A couple of days ago, we went on a tour of the Normandy countryside to see various sites related to the D-Day invasion. Norman weather is apparently fairly moody and can change quickly, so I’ve been told. Our tour day was a perfect example of this. The day quickly changed from the forecast of mostly sunny day in the 70s to a dismal overcast day with a high in the 60s and intermittent bouts of rain showers.
We made the mistake of dressing per the forecast, so for much of the day, we were cold but the weather was actually perfect for our tour. It would have felt somehow off to be on Utah or Omaha beach on a bright sunny day; instead the weather helped to create a rather somber mood and gave us a small taste of what our troops faced (minus the bullets of course) as they struggled through rough seas and cold rain to get to the beach.
If you come to Normandy, a visit to these beaches is a must-do. There are plenty of guided tours, which I recommend in order to make the most of your visit. Our guide was full of interesting info and we learned quite a lot. I also recommend a visit to a WWII museum (the one in Caen is a great option) or watching a couple of documentaries before your visit so that you can put things in context and have a richer understanding of what happened on and just after D-Day.

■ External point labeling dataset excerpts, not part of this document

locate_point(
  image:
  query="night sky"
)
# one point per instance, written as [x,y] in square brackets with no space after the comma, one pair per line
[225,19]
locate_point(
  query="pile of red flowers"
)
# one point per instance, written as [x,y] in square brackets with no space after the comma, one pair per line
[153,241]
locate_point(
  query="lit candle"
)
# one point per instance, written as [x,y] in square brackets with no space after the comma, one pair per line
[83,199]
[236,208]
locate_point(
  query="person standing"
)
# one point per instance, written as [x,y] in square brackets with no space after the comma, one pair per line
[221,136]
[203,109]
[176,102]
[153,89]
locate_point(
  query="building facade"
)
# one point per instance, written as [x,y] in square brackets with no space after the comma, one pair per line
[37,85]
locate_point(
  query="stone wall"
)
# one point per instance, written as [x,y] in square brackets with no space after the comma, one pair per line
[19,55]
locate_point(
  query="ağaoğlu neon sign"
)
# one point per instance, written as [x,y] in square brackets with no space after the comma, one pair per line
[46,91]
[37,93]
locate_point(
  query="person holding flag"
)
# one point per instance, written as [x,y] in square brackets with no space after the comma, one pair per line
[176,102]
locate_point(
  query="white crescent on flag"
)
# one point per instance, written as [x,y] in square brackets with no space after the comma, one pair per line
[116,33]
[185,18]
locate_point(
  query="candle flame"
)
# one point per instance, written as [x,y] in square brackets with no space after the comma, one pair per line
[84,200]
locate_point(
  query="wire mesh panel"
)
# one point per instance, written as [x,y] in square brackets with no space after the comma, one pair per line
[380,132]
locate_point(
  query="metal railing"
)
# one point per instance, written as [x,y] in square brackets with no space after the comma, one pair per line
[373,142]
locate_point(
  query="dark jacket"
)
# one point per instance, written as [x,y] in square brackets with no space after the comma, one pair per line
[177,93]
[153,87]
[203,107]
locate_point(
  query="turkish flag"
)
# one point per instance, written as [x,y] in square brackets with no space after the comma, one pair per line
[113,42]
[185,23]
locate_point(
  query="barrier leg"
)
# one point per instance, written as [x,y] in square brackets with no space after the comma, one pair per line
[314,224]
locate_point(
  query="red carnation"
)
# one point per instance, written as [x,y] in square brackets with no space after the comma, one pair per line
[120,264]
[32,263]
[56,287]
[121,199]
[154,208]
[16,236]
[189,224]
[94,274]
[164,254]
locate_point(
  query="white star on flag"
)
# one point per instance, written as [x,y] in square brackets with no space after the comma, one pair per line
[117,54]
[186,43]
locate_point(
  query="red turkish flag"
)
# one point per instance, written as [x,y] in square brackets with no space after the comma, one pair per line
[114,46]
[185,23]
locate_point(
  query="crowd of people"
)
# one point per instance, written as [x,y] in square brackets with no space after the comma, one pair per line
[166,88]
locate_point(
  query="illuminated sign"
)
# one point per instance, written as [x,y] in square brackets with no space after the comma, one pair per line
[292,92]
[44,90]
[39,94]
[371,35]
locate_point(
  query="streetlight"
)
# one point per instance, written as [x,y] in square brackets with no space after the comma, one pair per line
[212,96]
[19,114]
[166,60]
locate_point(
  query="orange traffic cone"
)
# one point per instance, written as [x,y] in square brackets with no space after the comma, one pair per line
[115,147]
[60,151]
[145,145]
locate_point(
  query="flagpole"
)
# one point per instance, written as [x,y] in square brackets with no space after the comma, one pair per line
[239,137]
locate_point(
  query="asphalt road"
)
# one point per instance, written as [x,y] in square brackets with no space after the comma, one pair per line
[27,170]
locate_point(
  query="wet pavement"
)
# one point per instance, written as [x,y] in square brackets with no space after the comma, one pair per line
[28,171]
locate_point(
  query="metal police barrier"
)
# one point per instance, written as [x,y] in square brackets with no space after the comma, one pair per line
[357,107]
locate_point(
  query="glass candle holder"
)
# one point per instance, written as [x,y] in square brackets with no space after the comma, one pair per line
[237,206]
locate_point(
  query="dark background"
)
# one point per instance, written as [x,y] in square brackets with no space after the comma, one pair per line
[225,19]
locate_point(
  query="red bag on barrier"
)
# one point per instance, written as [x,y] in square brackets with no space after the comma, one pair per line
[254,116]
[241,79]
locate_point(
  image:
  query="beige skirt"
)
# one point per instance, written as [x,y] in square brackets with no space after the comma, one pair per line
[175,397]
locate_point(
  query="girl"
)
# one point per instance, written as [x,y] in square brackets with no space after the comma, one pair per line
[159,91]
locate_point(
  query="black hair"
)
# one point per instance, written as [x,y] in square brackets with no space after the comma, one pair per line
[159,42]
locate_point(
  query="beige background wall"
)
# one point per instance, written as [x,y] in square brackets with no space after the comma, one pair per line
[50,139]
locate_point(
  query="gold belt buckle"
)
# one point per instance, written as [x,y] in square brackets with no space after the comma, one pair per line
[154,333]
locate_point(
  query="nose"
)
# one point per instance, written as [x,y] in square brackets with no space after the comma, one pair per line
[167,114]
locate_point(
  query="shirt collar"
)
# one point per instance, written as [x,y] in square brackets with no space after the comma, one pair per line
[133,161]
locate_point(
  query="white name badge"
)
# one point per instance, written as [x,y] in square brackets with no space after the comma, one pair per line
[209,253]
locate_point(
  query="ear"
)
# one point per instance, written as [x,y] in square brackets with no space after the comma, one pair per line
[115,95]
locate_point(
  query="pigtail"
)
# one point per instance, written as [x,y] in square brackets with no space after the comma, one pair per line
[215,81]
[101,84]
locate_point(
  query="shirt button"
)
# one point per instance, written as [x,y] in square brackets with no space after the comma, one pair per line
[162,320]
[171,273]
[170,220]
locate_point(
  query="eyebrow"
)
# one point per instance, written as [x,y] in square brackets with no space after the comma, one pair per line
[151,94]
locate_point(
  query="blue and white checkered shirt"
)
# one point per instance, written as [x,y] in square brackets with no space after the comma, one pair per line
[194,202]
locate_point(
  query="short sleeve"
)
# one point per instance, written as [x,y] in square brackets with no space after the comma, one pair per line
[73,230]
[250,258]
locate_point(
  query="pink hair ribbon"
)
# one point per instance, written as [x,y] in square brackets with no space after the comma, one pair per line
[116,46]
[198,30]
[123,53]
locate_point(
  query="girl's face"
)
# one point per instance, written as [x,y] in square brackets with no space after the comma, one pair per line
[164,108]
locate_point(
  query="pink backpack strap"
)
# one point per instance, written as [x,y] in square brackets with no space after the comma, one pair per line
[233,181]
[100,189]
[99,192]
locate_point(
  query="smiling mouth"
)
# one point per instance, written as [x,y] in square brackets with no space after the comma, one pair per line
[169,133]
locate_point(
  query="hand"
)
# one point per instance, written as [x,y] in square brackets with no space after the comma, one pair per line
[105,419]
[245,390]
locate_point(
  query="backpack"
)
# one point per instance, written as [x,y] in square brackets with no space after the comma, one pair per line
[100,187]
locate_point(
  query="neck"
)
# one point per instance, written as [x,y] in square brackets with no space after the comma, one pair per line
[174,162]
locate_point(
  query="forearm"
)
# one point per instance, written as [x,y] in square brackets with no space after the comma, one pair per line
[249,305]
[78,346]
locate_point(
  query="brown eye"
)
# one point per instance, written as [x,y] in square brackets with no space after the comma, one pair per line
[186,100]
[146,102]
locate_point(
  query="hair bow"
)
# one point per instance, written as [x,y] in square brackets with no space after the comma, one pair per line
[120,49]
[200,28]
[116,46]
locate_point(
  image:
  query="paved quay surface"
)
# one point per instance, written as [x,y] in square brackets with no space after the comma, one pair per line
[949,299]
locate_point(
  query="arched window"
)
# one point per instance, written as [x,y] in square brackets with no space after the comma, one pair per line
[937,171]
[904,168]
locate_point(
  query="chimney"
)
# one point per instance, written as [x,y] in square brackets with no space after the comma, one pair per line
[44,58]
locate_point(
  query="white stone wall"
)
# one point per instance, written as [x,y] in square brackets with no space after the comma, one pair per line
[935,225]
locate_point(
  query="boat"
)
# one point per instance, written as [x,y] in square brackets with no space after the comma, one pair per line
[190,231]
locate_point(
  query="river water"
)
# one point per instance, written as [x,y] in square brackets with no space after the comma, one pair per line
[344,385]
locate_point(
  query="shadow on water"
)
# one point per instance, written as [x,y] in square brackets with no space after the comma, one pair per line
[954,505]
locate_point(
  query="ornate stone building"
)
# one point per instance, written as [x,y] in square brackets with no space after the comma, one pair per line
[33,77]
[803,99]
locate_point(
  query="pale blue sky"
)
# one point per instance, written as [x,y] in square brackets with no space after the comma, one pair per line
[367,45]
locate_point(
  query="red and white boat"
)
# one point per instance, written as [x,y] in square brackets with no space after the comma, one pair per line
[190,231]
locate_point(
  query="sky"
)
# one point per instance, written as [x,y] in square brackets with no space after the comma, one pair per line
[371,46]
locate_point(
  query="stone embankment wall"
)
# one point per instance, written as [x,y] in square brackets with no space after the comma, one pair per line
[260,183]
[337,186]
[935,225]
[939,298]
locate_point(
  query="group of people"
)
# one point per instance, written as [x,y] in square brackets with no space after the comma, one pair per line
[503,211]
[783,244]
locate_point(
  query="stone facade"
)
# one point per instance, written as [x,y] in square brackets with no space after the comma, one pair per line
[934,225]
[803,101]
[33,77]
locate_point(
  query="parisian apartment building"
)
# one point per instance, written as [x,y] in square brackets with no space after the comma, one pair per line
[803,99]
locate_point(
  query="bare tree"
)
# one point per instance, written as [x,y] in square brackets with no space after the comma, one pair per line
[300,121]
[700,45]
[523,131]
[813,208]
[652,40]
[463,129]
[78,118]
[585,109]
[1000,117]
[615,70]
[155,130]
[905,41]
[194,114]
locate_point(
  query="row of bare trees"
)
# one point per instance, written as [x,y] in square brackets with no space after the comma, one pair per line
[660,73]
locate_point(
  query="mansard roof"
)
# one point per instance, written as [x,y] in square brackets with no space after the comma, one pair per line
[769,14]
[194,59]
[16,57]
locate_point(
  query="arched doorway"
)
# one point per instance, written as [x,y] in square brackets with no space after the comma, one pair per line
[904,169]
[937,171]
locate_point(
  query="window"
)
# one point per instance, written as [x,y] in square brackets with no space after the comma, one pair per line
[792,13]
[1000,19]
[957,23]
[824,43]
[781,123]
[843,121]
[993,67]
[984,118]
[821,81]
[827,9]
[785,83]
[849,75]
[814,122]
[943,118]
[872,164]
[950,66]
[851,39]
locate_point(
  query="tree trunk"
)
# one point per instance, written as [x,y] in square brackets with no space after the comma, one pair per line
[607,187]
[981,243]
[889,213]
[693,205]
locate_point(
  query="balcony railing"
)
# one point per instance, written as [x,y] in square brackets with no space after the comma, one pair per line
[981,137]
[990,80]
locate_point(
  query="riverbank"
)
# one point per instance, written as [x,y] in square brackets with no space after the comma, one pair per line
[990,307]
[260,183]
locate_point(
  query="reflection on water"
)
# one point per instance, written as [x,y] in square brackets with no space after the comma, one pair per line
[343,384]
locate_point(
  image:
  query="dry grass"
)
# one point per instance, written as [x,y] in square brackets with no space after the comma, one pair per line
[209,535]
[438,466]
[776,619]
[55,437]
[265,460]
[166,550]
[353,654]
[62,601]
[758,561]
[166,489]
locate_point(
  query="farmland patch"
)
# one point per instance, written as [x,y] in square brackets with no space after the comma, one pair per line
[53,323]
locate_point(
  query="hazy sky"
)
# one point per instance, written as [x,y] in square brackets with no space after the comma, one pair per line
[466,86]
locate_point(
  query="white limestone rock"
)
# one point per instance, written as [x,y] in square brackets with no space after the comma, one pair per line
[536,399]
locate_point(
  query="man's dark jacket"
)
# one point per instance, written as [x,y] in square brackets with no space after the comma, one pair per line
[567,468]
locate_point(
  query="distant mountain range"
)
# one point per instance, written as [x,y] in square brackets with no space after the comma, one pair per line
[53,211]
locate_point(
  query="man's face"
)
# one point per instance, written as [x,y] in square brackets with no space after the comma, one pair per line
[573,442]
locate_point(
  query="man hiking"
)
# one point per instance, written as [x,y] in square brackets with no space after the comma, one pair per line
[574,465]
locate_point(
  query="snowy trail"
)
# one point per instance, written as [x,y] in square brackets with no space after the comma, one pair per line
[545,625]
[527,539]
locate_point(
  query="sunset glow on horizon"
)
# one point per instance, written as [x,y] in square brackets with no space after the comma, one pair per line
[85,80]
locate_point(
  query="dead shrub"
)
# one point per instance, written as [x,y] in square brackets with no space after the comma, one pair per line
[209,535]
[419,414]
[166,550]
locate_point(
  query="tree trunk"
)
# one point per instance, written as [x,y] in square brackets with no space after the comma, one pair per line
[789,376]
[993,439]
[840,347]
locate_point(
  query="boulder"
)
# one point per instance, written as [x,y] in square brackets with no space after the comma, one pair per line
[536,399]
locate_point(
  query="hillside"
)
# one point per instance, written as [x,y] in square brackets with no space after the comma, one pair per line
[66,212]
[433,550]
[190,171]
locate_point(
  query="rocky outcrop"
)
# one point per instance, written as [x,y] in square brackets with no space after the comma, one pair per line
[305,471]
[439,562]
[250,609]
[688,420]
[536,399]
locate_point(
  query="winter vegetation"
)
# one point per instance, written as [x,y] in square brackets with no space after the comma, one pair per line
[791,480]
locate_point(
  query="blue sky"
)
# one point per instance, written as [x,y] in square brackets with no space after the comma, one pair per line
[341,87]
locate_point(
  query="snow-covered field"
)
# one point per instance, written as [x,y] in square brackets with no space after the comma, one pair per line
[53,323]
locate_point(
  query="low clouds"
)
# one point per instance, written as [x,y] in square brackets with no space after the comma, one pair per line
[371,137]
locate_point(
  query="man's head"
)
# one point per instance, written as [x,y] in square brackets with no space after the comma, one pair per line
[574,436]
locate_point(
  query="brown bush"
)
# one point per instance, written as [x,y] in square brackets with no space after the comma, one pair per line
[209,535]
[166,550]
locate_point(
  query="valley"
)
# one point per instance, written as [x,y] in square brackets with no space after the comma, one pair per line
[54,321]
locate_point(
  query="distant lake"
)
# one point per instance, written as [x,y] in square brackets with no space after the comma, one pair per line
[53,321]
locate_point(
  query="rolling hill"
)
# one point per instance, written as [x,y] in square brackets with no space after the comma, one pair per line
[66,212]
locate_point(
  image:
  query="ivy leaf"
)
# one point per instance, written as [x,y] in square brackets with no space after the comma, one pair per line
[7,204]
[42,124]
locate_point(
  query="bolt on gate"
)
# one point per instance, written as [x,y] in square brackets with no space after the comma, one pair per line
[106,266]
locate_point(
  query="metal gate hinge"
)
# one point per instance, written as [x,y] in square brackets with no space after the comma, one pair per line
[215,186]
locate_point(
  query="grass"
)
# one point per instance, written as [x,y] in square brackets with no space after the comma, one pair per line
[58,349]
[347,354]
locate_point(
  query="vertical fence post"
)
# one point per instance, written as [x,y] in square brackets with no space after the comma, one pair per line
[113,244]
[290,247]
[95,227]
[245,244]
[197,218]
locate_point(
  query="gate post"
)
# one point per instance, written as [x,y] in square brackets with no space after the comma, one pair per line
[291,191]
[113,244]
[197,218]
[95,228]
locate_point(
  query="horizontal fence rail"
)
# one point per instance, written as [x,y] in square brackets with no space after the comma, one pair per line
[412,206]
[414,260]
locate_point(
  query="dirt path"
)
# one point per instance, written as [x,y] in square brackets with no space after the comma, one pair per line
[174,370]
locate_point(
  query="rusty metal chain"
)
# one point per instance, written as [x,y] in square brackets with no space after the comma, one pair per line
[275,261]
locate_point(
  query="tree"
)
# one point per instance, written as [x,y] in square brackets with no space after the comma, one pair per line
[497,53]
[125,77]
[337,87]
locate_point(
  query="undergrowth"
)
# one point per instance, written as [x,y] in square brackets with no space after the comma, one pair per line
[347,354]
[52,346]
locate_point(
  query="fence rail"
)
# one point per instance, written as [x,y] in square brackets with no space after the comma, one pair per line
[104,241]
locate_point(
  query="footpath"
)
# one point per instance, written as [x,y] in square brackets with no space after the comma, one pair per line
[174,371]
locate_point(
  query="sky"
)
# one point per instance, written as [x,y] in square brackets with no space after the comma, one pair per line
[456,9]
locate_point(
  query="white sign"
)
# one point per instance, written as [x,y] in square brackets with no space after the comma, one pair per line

We visited several sites, which I’ve broken up into a series of posts, all tagged with D-Day.
This was the easier and less bloody of the two American beach landings as we were pushed off course by foul weather to a less-defending area. Not so with Omaha.
Utah Beach is more of a preserved site – if I remember correctly, the mayor of the city during the post-war years is mostly responsible. There is also a museum there and several monuments. Among the monuments is one to the engineers, among the first of our troops to hit the beach since they were assigned the duties of clearing mines and obstacles from the area.They apparently had time on their hands after reaching their objective since one of the vert first monuments was for engineers built by the engineers themselves. There is also a US Navy monument but that wasn’t built until many years after the war ended.
At the head of the trail leading to the beach is a Higgins boat. This was the flat-bottomed boat that our troops came to shore in, which would have been a brutally rough ride in the stormy seas on D-Day. As it was, most of our troops on Utah and Omaha suffered from debilitating sea sickness as it took hours for the boats to get close to the beach and were soaked through with cold sea water before they even got out of the boat.
Utah Beach is also home to Le Roosevelt Cafe, dating from the war years. Go inside and you can see the walls and tables signed by US veterans who came back after the war to visit. It’s really cool. What’s also very nice is that many of the roads in the area were renamed after various US service members who lost their lives taking the beach. It gives me chills (in a good way) to see how many ways the people of Normandy have paid tribute to US and other forces who participated in the liberation and even today, flags from many nations fly all across Normandy.
Here’s where the weather turned rather ugly on us so we weren’t able to explore or take as many photos as much as I would have liked. Today, the beach is once again used for recreation and little remains to indicate that it was one of the bloodiest battles of D-Day, other than the name Bloody Omaha.
There is still a piece of the Mulberry harbors – these were huge box-like structures used to create a fake harbor for landing supplies and vehicles since all of the real harbors were heavily guarded by German troops. I was able to walk on it since it’s positioned at the base of the pier, which is a pretty incredible experience to retrace the footsteps of our troops in such a historic battle.
At the top of the bluff overlooking Omaha is the American Cemetery, which I will write about in a separate post.